What about protein?
"Someone asked me, 'How could you get as strong as an ox without eating any meat?' and my answer was, 'Have you ever seen an ox eating meat?'”
— PATRIK BABOUMIAN, WORLD-RECORD HOLDING STRONGMAN
The question about protein is the most common when it comes to eliminating meat. We were taught protein = meat, calcium = milk, vitamins = vegetables.
Hard-working muscles run primarily on glycogen, a form of carbohydrate stored in our liver and muscle. Carbohydrates, which come almost exclusively from plants, also provide our brain with its primary and preferred fuel — glucose — which helps us stay sharp and focused during intense training sessions and competitions
Performance-based diets built around meat and other animal products often provide dietary fat at the expense of carbohydrates. Unlike carbohydrates, fat can’t produce energy fast enough to meet the demands of intense exercise, so diets that sacrifice carbohydrates typically impair high-intensity performance. Low-carbohydrate diets, including the ketogenic (keto) diet, have been shown to cause so much fatigue that they even affect our motivation to begin a training session, let alone finish it.

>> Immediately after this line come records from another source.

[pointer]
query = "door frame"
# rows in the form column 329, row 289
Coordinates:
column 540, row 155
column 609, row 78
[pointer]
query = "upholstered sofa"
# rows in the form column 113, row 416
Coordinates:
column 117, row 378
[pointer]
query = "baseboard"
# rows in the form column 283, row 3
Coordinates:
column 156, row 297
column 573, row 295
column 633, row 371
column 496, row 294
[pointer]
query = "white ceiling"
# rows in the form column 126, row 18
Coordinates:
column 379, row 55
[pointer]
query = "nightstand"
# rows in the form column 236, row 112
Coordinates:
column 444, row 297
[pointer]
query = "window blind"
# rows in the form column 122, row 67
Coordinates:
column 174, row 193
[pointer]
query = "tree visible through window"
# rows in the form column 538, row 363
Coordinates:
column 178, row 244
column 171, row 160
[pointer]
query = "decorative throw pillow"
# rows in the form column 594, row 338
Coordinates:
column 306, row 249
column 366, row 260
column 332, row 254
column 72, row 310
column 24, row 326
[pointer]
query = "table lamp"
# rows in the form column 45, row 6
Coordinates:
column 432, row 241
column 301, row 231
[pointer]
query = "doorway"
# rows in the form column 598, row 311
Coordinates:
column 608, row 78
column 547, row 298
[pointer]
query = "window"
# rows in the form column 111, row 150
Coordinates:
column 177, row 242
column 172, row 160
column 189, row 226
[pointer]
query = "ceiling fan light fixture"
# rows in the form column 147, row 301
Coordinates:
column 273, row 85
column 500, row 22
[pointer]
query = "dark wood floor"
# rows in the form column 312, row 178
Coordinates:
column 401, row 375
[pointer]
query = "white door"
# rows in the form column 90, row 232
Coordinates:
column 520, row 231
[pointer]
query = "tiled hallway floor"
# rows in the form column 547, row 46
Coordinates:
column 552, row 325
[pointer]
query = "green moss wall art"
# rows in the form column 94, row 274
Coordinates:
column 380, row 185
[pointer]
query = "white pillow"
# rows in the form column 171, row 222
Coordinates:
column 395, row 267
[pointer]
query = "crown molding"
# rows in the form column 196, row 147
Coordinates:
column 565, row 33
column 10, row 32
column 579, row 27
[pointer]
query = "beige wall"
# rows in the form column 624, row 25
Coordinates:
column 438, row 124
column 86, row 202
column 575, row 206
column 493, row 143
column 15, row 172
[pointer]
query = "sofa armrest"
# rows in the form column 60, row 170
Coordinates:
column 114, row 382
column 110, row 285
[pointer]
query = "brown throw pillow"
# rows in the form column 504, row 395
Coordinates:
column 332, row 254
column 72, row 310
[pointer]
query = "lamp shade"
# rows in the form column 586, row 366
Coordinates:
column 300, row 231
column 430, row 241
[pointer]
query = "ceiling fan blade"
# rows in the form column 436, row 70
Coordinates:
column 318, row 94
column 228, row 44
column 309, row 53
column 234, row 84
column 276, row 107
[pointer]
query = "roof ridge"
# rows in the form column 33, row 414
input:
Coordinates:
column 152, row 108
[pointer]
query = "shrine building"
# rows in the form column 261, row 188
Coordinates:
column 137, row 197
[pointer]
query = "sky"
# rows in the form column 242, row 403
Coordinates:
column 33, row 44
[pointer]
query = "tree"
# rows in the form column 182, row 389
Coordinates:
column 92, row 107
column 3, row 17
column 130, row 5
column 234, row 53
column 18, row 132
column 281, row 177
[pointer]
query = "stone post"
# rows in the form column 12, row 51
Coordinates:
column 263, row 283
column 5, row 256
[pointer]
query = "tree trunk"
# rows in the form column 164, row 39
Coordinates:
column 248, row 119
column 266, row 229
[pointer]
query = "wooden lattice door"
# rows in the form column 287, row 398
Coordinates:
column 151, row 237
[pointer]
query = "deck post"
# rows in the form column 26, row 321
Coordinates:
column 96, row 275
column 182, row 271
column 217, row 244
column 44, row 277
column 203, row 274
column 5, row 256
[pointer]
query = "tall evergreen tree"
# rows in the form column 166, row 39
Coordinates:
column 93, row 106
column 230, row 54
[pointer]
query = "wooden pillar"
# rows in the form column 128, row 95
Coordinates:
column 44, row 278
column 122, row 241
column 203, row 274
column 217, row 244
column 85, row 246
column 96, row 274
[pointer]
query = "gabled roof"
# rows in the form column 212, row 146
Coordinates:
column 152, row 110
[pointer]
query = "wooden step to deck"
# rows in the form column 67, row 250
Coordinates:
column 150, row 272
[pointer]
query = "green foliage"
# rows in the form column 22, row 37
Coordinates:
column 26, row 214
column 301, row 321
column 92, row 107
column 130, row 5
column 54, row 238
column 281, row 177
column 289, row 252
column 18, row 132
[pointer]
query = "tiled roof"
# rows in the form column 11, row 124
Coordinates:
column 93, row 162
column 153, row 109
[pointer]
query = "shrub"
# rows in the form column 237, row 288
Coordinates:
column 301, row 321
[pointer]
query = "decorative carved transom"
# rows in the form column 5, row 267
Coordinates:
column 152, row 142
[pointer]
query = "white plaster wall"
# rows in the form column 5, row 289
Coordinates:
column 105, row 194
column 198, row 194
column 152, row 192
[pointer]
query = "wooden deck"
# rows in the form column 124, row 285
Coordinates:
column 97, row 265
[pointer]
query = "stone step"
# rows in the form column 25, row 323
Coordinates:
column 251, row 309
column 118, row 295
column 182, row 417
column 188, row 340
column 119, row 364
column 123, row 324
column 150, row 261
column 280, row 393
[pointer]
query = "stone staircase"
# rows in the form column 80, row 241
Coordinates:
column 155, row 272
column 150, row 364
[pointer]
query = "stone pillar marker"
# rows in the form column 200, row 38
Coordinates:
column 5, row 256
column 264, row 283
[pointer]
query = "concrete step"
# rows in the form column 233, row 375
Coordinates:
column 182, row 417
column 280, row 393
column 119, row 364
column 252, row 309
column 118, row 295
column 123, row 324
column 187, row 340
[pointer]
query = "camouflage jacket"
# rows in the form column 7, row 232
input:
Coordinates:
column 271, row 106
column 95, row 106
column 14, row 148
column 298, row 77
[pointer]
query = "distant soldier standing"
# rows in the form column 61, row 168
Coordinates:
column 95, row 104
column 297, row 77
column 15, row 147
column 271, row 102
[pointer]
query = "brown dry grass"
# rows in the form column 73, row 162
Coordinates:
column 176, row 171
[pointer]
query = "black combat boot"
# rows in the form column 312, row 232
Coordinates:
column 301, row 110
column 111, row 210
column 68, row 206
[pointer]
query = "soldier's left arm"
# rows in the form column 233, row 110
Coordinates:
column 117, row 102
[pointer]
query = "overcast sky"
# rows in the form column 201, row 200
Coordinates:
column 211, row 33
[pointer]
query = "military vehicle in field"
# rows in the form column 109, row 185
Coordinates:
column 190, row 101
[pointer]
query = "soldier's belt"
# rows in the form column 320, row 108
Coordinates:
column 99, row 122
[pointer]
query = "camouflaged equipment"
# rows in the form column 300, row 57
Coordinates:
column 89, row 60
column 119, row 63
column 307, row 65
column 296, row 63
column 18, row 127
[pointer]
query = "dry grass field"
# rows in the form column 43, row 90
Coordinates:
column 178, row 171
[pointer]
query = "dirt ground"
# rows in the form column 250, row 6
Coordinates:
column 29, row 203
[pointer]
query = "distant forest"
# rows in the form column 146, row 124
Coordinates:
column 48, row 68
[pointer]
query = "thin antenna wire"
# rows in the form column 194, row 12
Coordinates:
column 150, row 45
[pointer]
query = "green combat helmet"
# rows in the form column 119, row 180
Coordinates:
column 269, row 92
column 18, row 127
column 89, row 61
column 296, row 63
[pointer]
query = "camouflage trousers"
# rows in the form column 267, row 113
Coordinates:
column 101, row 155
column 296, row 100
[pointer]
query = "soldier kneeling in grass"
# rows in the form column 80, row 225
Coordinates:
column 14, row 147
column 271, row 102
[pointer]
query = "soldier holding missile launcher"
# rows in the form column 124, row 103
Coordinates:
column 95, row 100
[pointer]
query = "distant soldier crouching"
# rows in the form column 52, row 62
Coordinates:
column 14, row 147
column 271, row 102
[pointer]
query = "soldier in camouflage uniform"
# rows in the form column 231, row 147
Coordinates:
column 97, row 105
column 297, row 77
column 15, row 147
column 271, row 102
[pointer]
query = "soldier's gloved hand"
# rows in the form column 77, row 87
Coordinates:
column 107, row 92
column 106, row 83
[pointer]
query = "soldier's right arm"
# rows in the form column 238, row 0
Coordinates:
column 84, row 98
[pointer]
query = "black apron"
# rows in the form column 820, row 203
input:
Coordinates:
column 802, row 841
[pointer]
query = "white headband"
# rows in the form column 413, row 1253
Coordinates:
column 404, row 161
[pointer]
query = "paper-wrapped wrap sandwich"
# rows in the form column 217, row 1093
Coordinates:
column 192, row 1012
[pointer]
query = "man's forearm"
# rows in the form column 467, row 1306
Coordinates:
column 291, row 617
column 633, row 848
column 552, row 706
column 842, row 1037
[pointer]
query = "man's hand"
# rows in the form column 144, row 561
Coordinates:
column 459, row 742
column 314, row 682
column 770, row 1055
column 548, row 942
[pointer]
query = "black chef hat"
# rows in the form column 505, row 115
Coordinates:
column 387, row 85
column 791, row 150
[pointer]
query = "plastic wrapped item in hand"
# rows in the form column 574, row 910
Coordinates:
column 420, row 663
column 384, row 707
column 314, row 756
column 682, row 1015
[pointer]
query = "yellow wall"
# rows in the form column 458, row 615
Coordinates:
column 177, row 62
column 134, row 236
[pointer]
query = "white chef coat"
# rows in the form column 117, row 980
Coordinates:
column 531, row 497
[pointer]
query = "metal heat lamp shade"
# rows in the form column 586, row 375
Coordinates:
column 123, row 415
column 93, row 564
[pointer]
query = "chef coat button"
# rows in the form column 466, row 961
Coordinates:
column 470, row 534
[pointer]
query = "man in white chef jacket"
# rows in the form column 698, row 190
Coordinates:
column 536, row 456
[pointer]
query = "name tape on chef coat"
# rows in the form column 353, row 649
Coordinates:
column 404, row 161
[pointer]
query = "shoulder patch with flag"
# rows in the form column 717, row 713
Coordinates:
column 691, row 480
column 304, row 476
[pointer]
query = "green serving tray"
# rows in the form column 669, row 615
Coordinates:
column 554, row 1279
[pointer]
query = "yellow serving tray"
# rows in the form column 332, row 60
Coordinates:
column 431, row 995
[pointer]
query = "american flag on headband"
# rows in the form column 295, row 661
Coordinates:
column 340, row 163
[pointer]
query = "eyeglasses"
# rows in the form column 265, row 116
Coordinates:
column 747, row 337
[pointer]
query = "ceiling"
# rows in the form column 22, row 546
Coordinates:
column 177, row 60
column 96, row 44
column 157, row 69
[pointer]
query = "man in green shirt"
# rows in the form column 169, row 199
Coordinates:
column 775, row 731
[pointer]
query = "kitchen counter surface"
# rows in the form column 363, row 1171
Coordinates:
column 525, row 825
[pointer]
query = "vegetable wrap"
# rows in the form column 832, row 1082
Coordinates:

Protein can also be used as a fuel source, but it’s highly inefficient, wasting 20-30% of each calorie as heat.
All told, carbohydrates are the ideal source of energy for optimized performance, whether it’s doing squats, playing football, or running a marathon.
And as we’ll discuss later in Getting and Staying Lean, despite the common misconception that “carbs make you fat”, unrefined carbohydrates — like those found in whole plant foods, including oats, sweet potatoes, and bananas — are consistently associated with decreased body fat, another advantage for most performance goals.